Le salon a été divisé en deux grâce à un imposant buffet dégarni par les années. Il fallait trouver de la place pour accueillir sa fille et ses trois petits-enfants, tous en primaire. Ce soir, deux des petits jouent dans la chambre improvisée derrière le meuble où, à la nuit tombée, ils dorment à quatre sur un lit.
Le benjamin, fiévreux, cache son visage dans les bras de sa mère, Mélanie Lele, 31 ans. Cette dernière soulève son débardeur pour dévoiler une plaie. Il a récemment dû enlever son appendice.
A leurs côtés, Germaine Veerapen, 66 ans, a le visage creusé par la fatigue. Elle s’est assise sur une chaise, subissant la chaleur de cette fin d’été à Kensington, Pointe-aux-Sables. Quarante années au sein d’une usine lui ont permis d’économiser suffisamment pour construire sa maison.
« On vit tous grâce à sa pension », confie Mélanie Lele, sa fille. Ainsi, quelque Rs 12 000 constituent le budget mensuel de cette famille de cinq. La hausse des prix se ressent profondément.
« Mo anvi travay ! », affirme Mélanie Lele. Difficile cependant de s’occuper de ses enfants dans cette situation, d’autant que sa mère n’a plus la force d’antan pour la soutenir. « Je dois m’occuper de mes enfants, aller tous les jours les quitter à l’école (qui se situe à la périphérie de la capitale) par le bus et après les récupérer », entre autres responsabilités parentales, raconte-t-elle.
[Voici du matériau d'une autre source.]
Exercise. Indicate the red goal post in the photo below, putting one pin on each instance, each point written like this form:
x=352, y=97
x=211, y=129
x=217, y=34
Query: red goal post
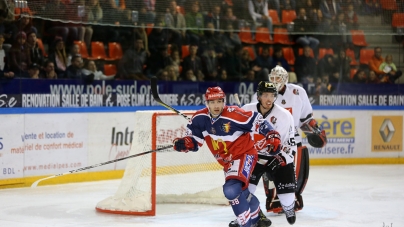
x=164, y=177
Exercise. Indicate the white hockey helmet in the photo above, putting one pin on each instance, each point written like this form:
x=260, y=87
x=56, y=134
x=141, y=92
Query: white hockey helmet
x=279, y=76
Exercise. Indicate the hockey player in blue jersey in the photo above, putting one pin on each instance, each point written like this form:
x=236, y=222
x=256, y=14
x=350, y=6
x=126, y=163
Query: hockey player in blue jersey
x=227, y=131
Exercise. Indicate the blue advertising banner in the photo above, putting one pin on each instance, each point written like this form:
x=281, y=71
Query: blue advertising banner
x=73, y=93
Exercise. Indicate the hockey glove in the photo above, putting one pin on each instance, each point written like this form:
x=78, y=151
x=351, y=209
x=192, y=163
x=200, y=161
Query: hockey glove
x=274, y=142
x=185, y=144
x=315, y=136
x=277, y=162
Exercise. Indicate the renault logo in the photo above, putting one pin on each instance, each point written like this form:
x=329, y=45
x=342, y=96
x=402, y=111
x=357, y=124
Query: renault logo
x=390, y=130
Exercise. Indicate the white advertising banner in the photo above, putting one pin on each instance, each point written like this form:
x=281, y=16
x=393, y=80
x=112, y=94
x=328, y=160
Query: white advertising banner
x=12, y=147
x=359, y=134
x=58, y=143
x=109, y=137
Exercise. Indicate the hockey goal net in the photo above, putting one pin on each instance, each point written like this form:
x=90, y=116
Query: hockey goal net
x=167, y=176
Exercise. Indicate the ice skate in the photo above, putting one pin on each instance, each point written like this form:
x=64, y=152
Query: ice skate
x=290, y=213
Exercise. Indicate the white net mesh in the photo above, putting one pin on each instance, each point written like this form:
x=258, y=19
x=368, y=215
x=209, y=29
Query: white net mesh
x=194, y=177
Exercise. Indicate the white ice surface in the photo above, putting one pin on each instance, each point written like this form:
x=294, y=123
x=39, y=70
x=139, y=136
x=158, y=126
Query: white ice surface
x=340, y=196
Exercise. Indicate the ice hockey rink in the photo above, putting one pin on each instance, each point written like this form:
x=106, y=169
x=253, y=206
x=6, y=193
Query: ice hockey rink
x=340, y=196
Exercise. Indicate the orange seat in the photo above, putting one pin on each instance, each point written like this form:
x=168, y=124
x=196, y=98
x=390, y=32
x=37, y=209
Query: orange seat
x=281, y=36
x=229, y=2
x=149, y=28
x=271, y=51
x=110, y=69
x=358, y=38
x=83, y=50
x=98, y=51
x=311, y=52
x=185, y=50
x=181, y=10
x=350, y=53
x=389, y=4
x=353, y=71
x=251, y=52
x=115, y=50
x=366, y=55
x=398, y=20
x=288, y=16
x=323, y=51
x=262, y=35
x=289, y=55
x=274, y=15
x=246, y=36
x=41, y=47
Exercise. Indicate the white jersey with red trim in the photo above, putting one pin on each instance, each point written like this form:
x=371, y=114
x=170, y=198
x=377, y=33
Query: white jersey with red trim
x=282, y=121
x=229, y=135
x=294, y=98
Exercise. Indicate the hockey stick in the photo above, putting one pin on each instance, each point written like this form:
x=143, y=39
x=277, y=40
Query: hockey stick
x=100, y=164
x=157, y=98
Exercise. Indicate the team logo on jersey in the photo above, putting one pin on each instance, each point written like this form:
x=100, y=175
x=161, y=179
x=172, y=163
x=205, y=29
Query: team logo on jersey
x=226, y=127
x=248, y=165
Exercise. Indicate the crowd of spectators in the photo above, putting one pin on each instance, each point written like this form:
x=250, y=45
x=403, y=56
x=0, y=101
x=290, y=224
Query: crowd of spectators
x=154, y=43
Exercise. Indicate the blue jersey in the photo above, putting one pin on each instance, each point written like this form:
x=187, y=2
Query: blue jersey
x=229, y=135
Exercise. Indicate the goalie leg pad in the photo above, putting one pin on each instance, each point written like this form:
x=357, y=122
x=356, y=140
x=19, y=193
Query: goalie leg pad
x=284, y=179
x=302, y=174
x=302, y=168
x=244, y=204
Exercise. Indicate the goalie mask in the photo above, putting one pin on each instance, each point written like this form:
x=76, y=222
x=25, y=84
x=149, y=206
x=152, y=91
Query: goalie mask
x=215, y=93
x=265, y=86
x=279, y=76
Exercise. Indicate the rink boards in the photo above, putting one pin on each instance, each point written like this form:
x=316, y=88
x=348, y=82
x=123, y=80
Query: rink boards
x=39, y=143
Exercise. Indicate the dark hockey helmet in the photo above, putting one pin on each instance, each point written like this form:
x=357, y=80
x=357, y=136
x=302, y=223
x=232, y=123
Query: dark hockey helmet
x=265, y=86
x=213, y=93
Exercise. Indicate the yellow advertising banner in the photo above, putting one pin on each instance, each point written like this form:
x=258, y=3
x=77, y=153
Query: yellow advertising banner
x=387, y=133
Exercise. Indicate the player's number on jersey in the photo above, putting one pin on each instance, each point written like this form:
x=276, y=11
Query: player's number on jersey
x=292, y=142
x=234, y=202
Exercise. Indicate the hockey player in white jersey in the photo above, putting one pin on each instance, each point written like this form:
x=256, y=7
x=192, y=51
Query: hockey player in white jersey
x=279, y=167
x=294, y=99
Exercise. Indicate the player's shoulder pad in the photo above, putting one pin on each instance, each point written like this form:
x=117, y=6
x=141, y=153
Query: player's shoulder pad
x=296, y=89
x=282, y=110
x=250, y=106
x=236, y=113
x=201, y=112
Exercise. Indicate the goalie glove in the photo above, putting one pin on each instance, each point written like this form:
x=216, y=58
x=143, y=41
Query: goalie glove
x=272, y=142
x=277, y=162
x=185, y=144
x=315, y=136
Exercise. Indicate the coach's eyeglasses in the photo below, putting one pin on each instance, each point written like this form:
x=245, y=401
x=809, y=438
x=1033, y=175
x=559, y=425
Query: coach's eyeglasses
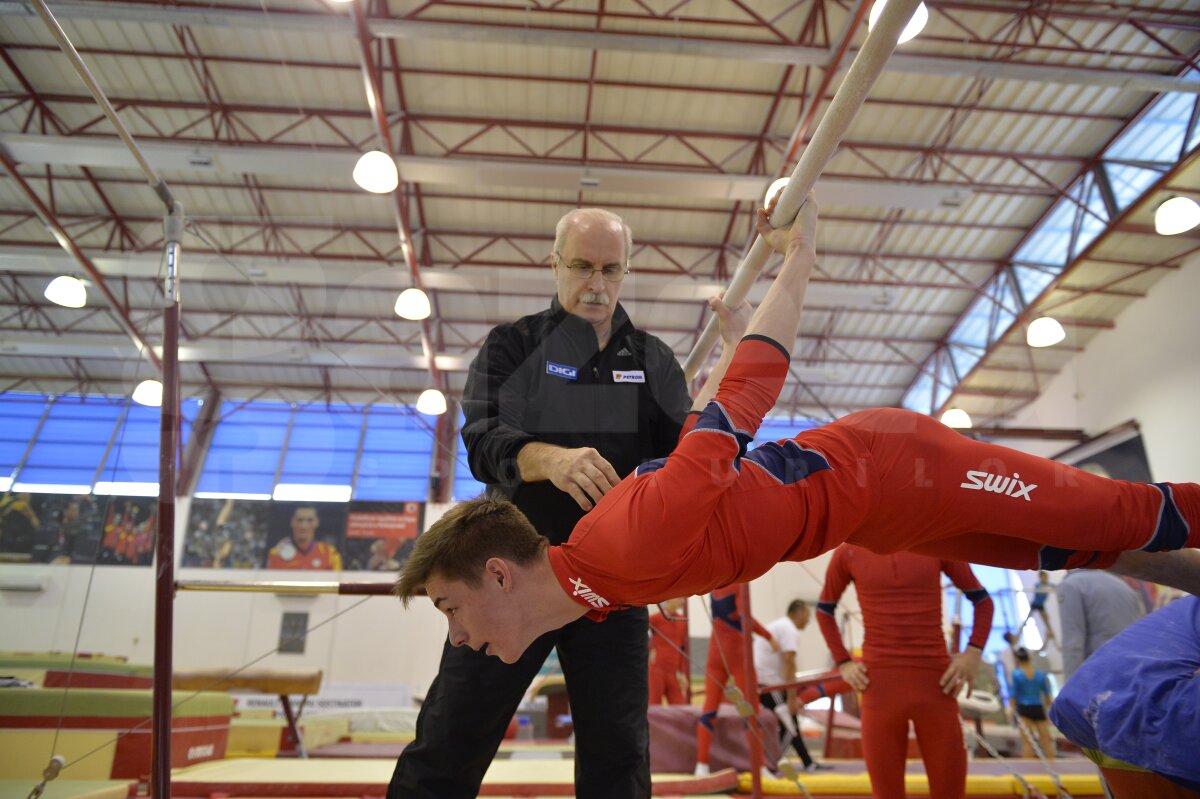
x=583, y=271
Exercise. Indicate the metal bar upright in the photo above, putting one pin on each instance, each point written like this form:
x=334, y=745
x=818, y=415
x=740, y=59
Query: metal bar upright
x=863, y=72
x=165, y=548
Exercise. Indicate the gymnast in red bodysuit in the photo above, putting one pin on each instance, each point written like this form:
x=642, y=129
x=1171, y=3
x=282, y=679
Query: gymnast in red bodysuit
x=713, y=514
x=906, y=672
x=726, y=659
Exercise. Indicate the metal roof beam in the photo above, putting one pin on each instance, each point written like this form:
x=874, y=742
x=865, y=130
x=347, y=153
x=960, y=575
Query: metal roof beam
x=337, y=166
x=591, y=40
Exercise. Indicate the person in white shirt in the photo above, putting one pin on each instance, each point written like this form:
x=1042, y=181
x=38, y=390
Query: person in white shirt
x=777, y=667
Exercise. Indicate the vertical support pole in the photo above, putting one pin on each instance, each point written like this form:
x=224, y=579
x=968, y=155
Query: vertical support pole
x=445, y=450
x=755, y=730
x=165, y=550
x=826, y=138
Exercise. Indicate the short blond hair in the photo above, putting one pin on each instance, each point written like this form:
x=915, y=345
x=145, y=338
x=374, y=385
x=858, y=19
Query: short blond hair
x=457, y=545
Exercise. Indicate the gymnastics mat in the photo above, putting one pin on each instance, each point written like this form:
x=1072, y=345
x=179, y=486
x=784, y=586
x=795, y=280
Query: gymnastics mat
x=366, y=778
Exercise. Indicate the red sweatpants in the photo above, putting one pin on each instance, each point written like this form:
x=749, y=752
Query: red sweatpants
x=664, y=684
x=725, y=659
x=895, y=696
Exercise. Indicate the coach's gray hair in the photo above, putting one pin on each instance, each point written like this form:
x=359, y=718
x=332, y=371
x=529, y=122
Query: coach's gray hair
x=591, y=215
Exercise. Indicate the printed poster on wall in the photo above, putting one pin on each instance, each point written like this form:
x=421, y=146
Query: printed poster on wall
x=77, y=529
x=226, y=533
x=300, y=536
x=379, y=536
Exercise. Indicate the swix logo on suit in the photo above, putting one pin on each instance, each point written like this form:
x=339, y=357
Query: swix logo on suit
x=999, y=484
x=587, y=594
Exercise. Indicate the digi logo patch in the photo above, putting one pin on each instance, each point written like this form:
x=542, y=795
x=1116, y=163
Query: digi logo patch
x=565, y=372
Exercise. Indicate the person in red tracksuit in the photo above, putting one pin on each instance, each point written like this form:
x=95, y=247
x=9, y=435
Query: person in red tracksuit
x=669, y=666
x=714, y=514
x=906, y=673
x=726, y=658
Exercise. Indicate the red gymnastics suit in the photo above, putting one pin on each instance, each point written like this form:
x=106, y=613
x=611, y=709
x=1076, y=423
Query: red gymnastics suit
x=886, y=479
x=904, y=650
x=667, y=638
x=726, y=658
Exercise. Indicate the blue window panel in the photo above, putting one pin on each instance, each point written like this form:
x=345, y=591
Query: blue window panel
x=465, y=484
x=10, y=456
x=947, y=380
x=125, y=457
x=921, y=395
x=964, y=356
x=257, y=413
x=997, y=583
x=1050, y=241
x=1032, y=281
x=393, y=488
x=226, y=457
x=231, y=481
x=250, y=437
x=1092, y=222
x=138, y=432
x=989, y=314
x=382, y=472
x=82, y=455
x=19, y=415
x=130, y=475
x=1158, y=134
x=1129, y=182
x=307, y=436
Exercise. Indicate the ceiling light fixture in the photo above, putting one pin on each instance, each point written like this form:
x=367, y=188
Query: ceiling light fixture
x=1176, y=215
x=431, y=402
x=66, y=290
x=376, y=172
x=413, y=304
x=957, y=418
x=149, y=394
x=911, y=30
x=1044, y=331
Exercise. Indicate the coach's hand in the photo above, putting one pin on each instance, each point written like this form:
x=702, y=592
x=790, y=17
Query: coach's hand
x=855, y=674
x=963, y=670
x=582, y=472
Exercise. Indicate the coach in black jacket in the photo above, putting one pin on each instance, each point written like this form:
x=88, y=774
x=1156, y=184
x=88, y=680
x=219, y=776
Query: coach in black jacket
x=559, y=406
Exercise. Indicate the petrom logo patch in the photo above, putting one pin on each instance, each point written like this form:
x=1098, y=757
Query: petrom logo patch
x=559, y=370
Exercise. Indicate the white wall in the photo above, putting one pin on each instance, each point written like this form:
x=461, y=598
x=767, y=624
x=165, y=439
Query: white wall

« Battue pendant ma grossesse ».
« Rakonte kifer to’nn kit li », encourage Germaine Veerapen. Sa fille hésite, puis se lance. « J’étais une femme battue pendant neuf ans », relate-t-elle, avant de revenir sur les épisodes où elle a été tabassée sous les yeux de ses enfants, à coups de « casque de moto, guitare, tuyaux… »
« J’ai été battue pendant ma grossesse, même après ma grossesse. J’ai reçu des coups là où je venais de faire ma césarienne. Un jour je me suis dit que je n’avais pas envie que mes enfants grandissent dans un environnement comme cela », explique-t-elle.
Mélanie Lele est par conséquent retournée vivre chez sa mère avec ses enfants.
Avec seulement quelque Rs 12 000, les dépenses inattendues se révèlent de majeures tracasseries. Difficile d’offrir l’ensemble des équipements scolaires requis à ces enfants. La flambée des prix rend impossible pour Germaine Veerapen de mettre de côté le moindre sou.
« Mo pey Rs 1 000 lekol pou li (désignant un enfant). Kan mo gagn mo period, mo bizin demann mo mama kas pou mo kapav aste kotex. Mo mama pey rasion, elektrisite, delo… Ariv lafin di mwa pena nanye », regrette Mélanie Lele.
Le père des enfants, ajoute-t-elle, ne contribue presque jamais financièrement. « Deux années de suite pour les fêtes de fin d’année, il les a juste téléphonés. De rares fois, il leur donne un peu d’argent ».
Mélanie Lele a tenté, auprès des autorités, de recevoir une aide financière. Toutefois, elle n’y est pas éligible car le terrain et la maison de sa mère ont trop de valeurs, explique-t-elle.
Dos au mur, la famille cherche de l’aide ou un quelconque soutien afin de pouvoir offrir aux enfants ce dont ils ont besoin.
Update : Le benjamin a, de nouveau, été hospitalisé durant le week-end. Après son opération, il refusait de manger et faisait de la fièvre. Mélanie Lele se trouve avec lui à l’hôpital.
Au niveau de l’établissement scolaire des petits, nous avons appris que beaucoup d’enfants se trouvent dans une situation similaire, en manque d’équipements scolaires. Les enseignants font de leur mieux pour les soutenir.